Benden ne kadar kibar bir mesaj beklemiş olabilirsiniz ki? Olay şöyleydi, benden bir yaş büyük olduğu için bana "çoluk çocukla uğraşamam" demişti bir konunun sonunda. Nefret ettim. Kindar mıyım? 100%. Zamanı geldi, aldım telefonu elime, savunma kalkanım ekran, en güçlü silahım klavye. Eh olsun o kadar, üstünden daha iki ay geçmiş.

" Sırf bayram diye sana olan nefretimi tozpembeye çevireceğimi düşünüyorsan yanılıyorsun :) "

"İyi. Yine büyüklük yapayım demiştim."

Vurdu ve gol oldu. Karnıma acılar, yüreğime hançer, hatalarıma bir nilüfer. Savaş meydanında ayağa kalktım, üzerimdeki tozu attıktan sonra ( Çünkü ne olursa olsun bir başak burcu her zaman temiz ve tertiplidir ) savaşa devam ettim. Kazandım tabii. En son engellemiş beni, büyüklük yaptı herhalde. Ardından devam etti bayram. Bayramda küsler barışırmış. Peh!

Demek istediğim, kim olduğunuzu unutmayın. Kimseyi kırmayın ama sizi kullanmalarına da izin vermeyin. Laf söylemeyin ama yapılan ayıp karşısında da susup kalmayın. Hemen hemen herkesin beyni var değil mi? İstisnalar kaideyi bozmaz. İnsanlarla konuşurken beyninizi kullanın. Neyse bu da burada biter. Bayramları seven birini bulursanız onu zehirleyin. Bizden değildir o.

Devam ettik konuşmaya. Tanışmaya çalışıyormuş gibi olduk, gülme geldi aslında. Bu kadar basit miydi olmamış saymak?
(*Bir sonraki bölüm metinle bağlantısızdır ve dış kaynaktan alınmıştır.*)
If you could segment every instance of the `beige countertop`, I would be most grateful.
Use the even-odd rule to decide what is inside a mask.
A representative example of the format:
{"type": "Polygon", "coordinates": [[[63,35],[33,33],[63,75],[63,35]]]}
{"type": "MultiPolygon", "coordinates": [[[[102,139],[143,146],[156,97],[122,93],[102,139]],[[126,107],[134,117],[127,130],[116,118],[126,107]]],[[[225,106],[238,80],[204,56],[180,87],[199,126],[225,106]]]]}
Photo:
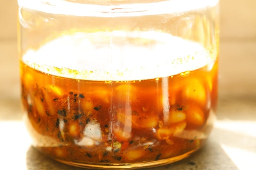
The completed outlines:
{"type": "MultiPolygon", "coordinates": [[[[16,41],[0,42],[1,167],[80,169],[31,146],[21,120],[16,41]]],[[[151,169],[256,169],[256,42],[221,41],[220,54],[217,120],[208,142],[187,159],[151,169]]]]}
{"type": "MultiPolygon", "coordinates": [[[[205,146],[190,157],[151,169],[256,169],[256,1],[220,2],[214,128],[205,146]]],[[[31,146],[20,105],[17,8],[16,0],[0,1],[0,169],[81,169],[53,160],[31,146]]]]}

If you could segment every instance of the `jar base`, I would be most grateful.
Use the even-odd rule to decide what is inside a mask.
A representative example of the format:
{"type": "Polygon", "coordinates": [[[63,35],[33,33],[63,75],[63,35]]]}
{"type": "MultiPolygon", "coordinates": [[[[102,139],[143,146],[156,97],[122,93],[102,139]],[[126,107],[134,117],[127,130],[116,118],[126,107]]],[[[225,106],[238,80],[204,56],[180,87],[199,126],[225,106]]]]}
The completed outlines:
{"type": "Polygon", "coordinates": [[[169,158],[164,159],[152,162],[146,162],[132,163],[109,163],[104,164],[89,164],[86,163],[76,162],[66,160],[63,160],[57,158],[54,159],[58,162],[67,165],[83,168],[86,168],[93,169],[133,169],[145,167],[149,168],[159,166],[170,164],[184,159],[189,157],[192,153],[195,152],[201,147],[198,147],[192,151],[186,153],[182,155],[172,157],[169,158]]]}

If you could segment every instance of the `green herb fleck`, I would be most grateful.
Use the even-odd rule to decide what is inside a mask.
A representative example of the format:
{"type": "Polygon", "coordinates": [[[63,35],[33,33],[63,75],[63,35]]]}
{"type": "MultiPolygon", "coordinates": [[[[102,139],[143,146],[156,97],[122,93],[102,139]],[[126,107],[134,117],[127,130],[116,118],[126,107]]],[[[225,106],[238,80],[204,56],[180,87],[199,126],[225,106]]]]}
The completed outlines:
{"type": "Polygon", "coordinates": [[[76,120],[76,119],[78,119],[81,116],[82,116],[82,114],[81,113],[80,114],[78,114],[77,115],[75,115],[75,120],[76,120]]]}
{"type": "Polygon", "coordinates": [[[63,109],[62,110],[59,110],[58,111],[58,114],[59,115],[61,115],[62,116],[63,116],[64,117],[66,117],[67,115],[66,115],[66,110],[63,109]]]}
{"type": "Polygon", "coordinates": [[[93,108],[96,111],[99,111],[100,110],[100,106],[99,106],[99,107],[93,107],[93,108]]]}
{"type": "Polygon", "coordinates": [[[91,158],[92,157],[92,155],[91,155],[91,154],[90,154],[90,153],[86,153],[86,155],[87,155],[87,156],[88,156],[88,157],[89,157],[90,158],[91,158]]]}
{"type": "Polygon", "coordinates": [[[162,155],[162,154],[159,154],[157,156],[156,156],[156,160],[157,160],[159,159],[159,158],[162,155]]]}
{"type": "Polygon", "coordinates": [[[82,94],[80,94],[79,95],[79,97],[81,97],[81,98],[84,98],[84,96],[82,94]]]}
{"type": "Polygon", "coordinates": [[[132,111],[132,113],[134,115],[136,115],[136,116],[139,116],[140,114],[138,113],[138,112],[137,112],[137,111],[136,110],[133,110],[132,111]]]}
{"type": "Polygon", "coordinates": [[[55,127],[56,128],[58,128],[59,127],[59,125],[60,124],[60,119],[57,119],[57,122],[56,122],[56,124],[55,124],[55,127]]]}

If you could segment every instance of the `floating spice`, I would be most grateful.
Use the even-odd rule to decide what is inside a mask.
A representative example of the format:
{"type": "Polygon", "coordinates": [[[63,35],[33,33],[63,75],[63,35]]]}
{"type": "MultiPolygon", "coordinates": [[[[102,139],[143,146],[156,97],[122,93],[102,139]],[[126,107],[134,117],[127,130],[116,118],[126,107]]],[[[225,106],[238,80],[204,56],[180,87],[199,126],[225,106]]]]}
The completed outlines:
{"type": "Polygon", "coordinates": [[[86,153],[86,155],[87,155],[87,156],[88,156],[88,157],[89,157],[90,158],[91,158],[92,157],[92,155],[91,154],[90,154],[90,153],[86,153]]]}
{"type": "Polygon", "coordinates": [[[99,106],[99,107],[93,107],[93,109],[97,111],[99,111],[100,110],[100,106],[99,106]]]}
{"type": "Polygon", "coordinates": [[[62,116],[63,116],[64,117],[66,117],[67,116],[66,115],[66,110],[64,109],[63,109],[62,110],[59,110],[57,112],[58,114],[62,116]]]}
{"type": "Polygon", "coordinates": [[[156,160],[157,160],[159,159],[159,158],[162,155],[162,154],[159,154],[159,155],[157,155],[157,156],[156,156],[156,160]]]}
{"type": "Polygon", "coordinates": [[[59,125],[60,124],[60,119],[57,119],[56,124],[55,124],[55,127],[56,128],[59,127],[59,125]]]}
{"type": "Polygon", "coordinates": [[[81,98],[84,98],[84,96],[82,94],[80,94],[79,95],[79,97],[81,97],[81,98]]]}
{"type": "Polygon", "coordinates": [[[82,114],[80,113],[80,114],[78,114],[77,115],[75,115],[75,120],[76,120],[76,119],[78,119],[81,116],[82,116],[82,114]]]}

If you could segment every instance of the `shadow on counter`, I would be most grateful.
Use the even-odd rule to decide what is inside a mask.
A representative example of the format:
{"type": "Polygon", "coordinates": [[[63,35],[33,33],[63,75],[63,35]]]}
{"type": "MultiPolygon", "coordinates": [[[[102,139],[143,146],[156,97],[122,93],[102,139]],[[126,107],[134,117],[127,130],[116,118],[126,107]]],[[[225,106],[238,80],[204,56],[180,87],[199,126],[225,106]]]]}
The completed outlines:
{"type": "MultiPolygon", "coordinates": [[[[41,153],[32,146],[29,148],[27,152],[26,165],[28,169],[84,169],[56,161],[41,153]]],[[[236,170],[238,168],[220,145],[209,139],[204,147],[188,158],[167,165],[147,169],[236,170]]]]}

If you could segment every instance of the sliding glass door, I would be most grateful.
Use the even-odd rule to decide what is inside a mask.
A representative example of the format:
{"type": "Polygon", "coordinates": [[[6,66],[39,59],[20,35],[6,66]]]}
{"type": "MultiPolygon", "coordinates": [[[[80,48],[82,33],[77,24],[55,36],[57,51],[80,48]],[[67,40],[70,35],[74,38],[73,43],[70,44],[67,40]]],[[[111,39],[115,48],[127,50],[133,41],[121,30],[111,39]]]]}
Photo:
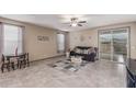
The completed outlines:
{"type": "Polygon", "coordinates": [[[125,63],[129,53],[128,27],[100,31],[100,58],[117,63],[125,63]]]}

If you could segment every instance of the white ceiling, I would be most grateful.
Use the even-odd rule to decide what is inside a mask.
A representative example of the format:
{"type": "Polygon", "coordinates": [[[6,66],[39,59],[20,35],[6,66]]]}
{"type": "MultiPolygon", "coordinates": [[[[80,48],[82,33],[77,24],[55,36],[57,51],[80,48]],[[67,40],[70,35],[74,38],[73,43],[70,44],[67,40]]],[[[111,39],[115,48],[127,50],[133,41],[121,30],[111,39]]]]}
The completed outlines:
{"type": "Polygon", "coordinates": [[[136,21],[136,14],[0,14],[0,16],[69,32],[136,21]],[[86,20],[87,24],[77,27],[63,24],[69,22],[70,18],[86,20]]]}

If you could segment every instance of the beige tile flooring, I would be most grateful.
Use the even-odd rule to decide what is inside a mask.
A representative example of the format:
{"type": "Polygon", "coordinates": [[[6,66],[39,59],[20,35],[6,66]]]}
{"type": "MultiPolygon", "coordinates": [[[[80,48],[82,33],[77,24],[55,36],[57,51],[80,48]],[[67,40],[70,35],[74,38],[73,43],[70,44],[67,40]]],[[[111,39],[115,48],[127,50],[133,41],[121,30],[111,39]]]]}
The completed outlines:
{"type": "Polygon", "coordinates": [[[25,69],[0,72],[0,87],[3,88],[124,88],[126,70],[124,65],[107,60],[89,63],[84,68],[72,72],[61,71],[47,64],[63,59],[52,58],[31,64],[25,69]]]}

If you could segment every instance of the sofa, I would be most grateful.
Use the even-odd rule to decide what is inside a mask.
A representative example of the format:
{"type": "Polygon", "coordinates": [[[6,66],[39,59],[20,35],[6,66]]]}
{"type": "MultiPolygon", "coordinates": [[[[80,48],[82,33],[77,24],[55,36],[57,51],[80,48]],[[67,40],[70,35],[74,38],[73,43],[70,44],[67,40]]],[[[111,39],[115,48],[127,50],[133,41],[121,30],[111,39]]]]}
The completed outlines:
{"type": "Polygon", "coordinates": [[[98,58],[98,48],[89,46],[76,46],[70,50],[70,56],[80,56],[82,60],[95,61],[98,58]]]}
Özür diledi. Üzecek değildim onu. Sorun değil dedim, geçti. Her şey geçer, gece biter, gündüz biter, aşk biter, ödev, ondan emin değilim ama belki o da bitiyordur. Daha rastlamasam da.

İyi geceler dedi, tam havaya girdim, "İyi mi geceler?" diyecektim ki aklım başıma geldi. Onlardan da olmadım. Basit bir "Sana da" gönderildi benden. Bu arada sana da birleşik yazılmıyor, bilin istedim.